Les révélations de Ronan Farrow sur Harvey Weinstein lui ont valu le prix Pulitzer en 2018, qu’il a partagé avec Jodi Kantor et Megan Twohey, deux journalistes du New York Times qui ont également enquêté sur la question.

Après les premières histoires de toutes les publications en octobre 2017, la couverture médiatique de #MeToo et du harcèlement sexuel a augmenté de 52% l’année suivante, selon l’organisation féminine Women’s Media Center.

« Cela fait une année que les médias et la vérité elle-même sont assiégés », a déclaré le dirigeant local lors de la publication de l’enquête. « En exposant d’horribles pratiques personnelles et institutionnelles, nous voyons le potentiel d’une nouvelle clarté et d’un changement durable vers une plus grande égalité et l’autonomisation des femmes. »

Après l’affaire Weinstein, les accusations de crimes commis par des personnalités, telles que le financier Jeffrey Epstein et le chanteur R. Kelly, ont été réexaminées à la lumière d’une nouvelle ère, leurs accusateurs ont été davantage attrapés.

Pour Scott Berkowitz, président et fondateur de l’organisation américaine contre les violences sexuelles RAINN, « l’un des plus grands effets de #MeToo a été de montrer aux gens qu’ils ne sont pas seuls, que c’est quelque chose qui arrive à des millions » d’autres. .

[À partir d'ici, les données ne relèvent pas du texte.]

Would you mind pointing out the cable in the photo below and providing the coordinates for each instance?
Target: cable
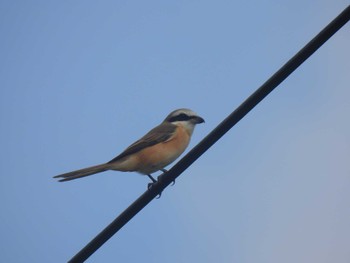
(165, 179)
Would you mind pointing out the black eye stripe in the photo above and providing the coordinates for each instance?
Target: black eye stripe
(180, 117)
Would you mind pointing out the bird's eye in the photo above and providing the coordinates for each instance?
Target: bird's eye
(180, 117)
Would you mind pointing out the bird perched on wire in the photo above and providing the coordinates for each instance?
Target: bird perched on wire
(154, 151)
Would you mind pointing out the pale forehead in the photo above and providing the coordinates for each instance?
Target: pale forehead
(185, 111)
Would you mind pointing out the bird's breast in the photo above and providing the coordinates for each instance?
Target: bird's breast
(154, 158)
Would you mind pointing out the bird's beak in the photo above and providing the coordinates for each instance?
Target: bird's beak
(198, 120)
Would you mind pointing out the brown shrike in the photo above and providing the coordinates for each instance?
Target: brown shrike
(154, 151)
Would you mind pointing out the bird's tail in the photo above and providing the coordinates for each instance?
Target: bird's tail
(83, 172)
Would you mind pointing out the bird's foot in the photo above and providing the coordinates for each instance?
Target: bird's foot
(149, 186)
(165, 171)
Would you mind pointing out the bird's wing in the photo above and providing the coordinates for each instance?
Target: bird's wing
(161, 133)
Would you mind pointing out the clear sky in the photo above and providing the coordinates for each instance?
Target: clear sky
(81, 80)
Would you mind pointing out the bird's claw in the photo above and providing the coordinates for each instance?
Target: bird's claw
(150, 185)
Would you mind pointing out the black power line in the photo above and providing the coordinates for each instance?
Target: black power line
(165, 179)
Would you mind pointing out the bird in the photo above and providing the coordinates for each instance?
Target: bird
(157, 149)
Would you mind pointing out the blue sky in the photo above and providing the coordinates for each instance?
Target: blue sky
(81, 80)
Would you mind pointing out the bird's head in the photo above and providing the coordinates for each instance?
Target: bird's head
(185, 117)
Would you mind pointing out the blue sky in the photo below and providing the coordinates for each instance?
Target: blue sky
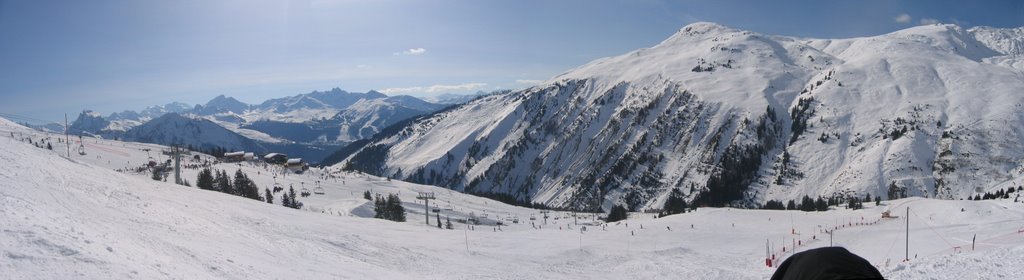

RAINN gère la hotline nationale sur les agressions sexuelles et, selon Berkowitz, au cours des cinq années écoulées depuis #MeToo, les appels ont doublé.

« Je pense que voir plus de conversations sur un sujet vous aide à vous sentir plus à l’aise pour parler de vos propres expériences », a-t-il déclaré.

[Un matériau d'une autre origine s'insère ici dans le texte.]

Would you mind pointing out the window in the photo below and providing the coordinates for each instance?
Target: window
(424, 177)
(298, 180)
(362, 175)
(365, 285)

Depuis la création de RAINN il y a près de 30 ans, « il y a eu une amélioration constante dans la manière dont la question est traitée », a déclaré Berkowitz à l’AFP.

« Les médias dans leur ensemble sont désormais de plus en plus conscients qu’il y a un survivant derrière l’histoire » et couvrent donc cela « avec compassion et compréhension », dit-il.

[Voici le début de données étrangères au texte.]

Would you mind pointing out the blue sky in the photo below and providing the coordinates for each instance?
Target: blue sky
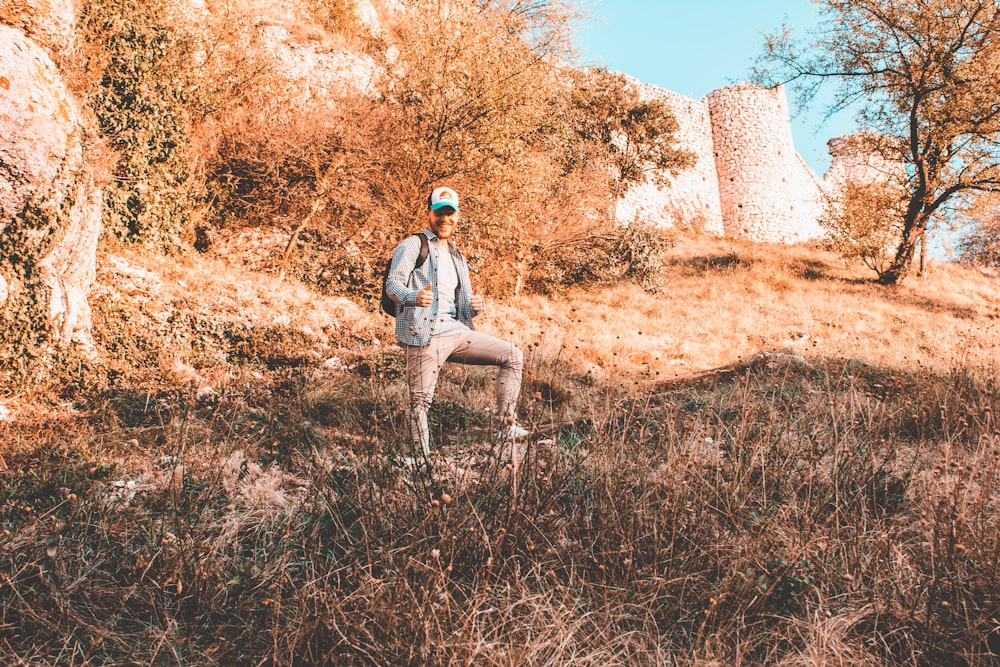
(693, 47)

De plus, explique Ronan Farrow, ces dernières années, les journalistes en sont venus à considérer la violence sexuelle comme méritant une enquête, par exemple, les crimes dans les affaires ou liés à la sécurité nationale.

« Je pense que l’un des problèmes qui s’est posé dans cette affaire est qu’il y a eu une sorte de fermeture sur la violence sexuelle », a-t-il poursuivi, « ce qui est considéré comme moins éthique que d’autres types d’enquêtes criminelles ».

Mais même si les médias ont clairement accru la visibilité de #MeToo et intensifié le débat sur les violences sexuelles, des limites existent toujours.

Ainsi, la conversation se poursuit sur les expériences des célébrités et des femmes blanches, selon une étude de 2019 examinant le Royaume-Uni publiée par les nouvelles #MeToo et menée par Sara De Benedictis, Shani Orgad et Catherine Rottenberg.

Leur analyse des six premiers mois de la couverture #MeToo les a amenés à croire que le mouvement a contribué à renforcer la version des femmes qui « valorise les femmes blanches, et majoritairement les femmes blanches avec des valeurs morales, économiques et sociales ».

Mais, insiste Berkowitz, l’organisation a obligé les entreprises à faire plus « sur l’éducation » et à « mieux répondre aux allégations de comportement inapproprié », ce qui est « un autre vrai moyen d’aider les gens ordinaires ».

Il a également admis que même si « les attitudes et la compréhension se sont améliorées (…), il n’est pas clair si cela s’est déjà traduit par une réelle réduction des violences sexuelles ».

C’est pourquoi il faut continuer à faire « attention » aux informations sur les abus, suggère-t-il.